Islington Tribune - by ROISIN GADELRAB Published: 18 January 2008
Theatre hopes for grants cut reprieve
AN Islington children’s theatre will hear on Wednesday if it has won an appeal against a £194,000 Arts Council grants cut that threatens its future.
Staff at Pop Up theatre, in Brewery Road, had just three weeks to make their case to the regional board of the Arts Council.
Seven full-time staff face redundancy if the cut goes ahead. Shows were cancelled following the shock announcement just before Christmas.
A list of distinguished names have added their support to the appeal by the theatre, whose patron is poet John Hegley.
Richard Shannon, of Polka Theatre, in Wimbledon, has told Pop Up: “You gave me my first break into theatre for children and I learnt so much.”
Tony Graham, artistic director of the Unicorn Theatre, in Southwark, has warned that the Arts Council’s decision will have “devastating consequences”.

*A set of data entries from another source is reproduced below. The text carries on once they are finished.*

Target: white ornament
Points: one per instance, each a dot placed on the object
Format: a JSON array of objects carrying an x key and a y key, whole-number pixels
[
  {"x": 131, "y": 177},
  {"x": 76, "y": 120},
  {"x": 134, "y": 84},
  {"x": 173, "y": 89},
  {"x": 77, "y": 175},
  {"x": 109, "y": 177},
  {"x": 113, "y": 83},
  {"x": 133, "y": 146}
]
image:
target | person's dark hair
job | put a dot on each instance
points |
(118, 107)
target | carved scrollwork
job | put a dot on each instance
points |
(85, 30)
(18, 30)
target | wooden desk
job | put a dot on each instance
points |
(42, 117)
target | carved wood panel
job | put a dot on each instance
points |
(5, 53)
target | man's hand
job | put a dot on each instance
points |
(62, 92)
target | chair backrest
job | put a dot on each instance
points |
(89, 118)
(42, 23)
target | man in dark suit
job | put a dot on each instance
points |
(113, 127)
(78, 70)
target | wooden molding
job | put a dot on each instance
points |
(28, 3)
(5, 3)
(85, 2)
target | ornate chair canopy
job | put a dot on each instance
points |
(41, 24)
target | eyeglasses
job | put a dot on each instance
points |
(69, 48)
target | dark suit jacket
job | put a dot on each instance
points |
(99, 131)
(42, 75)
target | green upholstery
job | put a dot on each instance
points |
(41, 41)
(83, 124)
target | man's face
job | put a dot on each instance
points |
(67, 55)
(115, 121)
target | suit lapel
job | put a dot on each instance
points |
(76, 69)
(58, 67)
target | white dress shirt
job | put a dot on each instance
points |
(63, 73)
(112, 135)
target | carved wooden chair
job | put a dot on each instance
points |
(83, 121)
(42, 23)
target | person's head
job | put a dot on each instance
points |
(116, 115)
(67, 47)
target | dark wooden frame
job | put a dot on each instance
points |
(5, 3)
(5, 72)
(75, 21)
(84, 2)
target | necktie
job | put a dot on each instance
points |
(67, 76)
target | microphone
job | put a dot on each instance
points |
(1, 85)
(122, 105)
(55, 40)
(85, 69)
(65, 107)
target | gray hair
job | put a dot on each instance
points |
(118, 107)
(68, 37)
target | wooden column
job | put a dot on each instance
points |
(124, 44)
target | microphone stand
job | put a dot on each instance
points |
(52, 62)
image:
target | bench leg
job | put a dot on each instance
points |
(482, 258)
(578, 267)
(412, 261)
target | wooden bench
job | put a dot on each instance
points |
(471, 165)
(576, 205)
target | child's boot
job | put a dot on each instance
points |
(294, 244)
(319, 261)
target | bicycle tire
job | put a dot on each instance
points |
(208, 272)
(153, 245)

Award-winning children’s writer David Almond, author of best-selling novel Skellig, said: “Pop Up has been crucial in my career. It was in collaboration with Pop Up I wrote my first children’s play… “I was hugely impressed by the creativity and ambition of this theatre company, by its refusal to take short cuts, by the recognition of the necessity for children to be offered work of the highest quality.”
Without Arts Council funding, the theatre’s work with some 15,000 young people each year is in jeopardy. Its newly-commissioned spring production, due to tour for 31 performances, has been cancelled due to the proposed cut.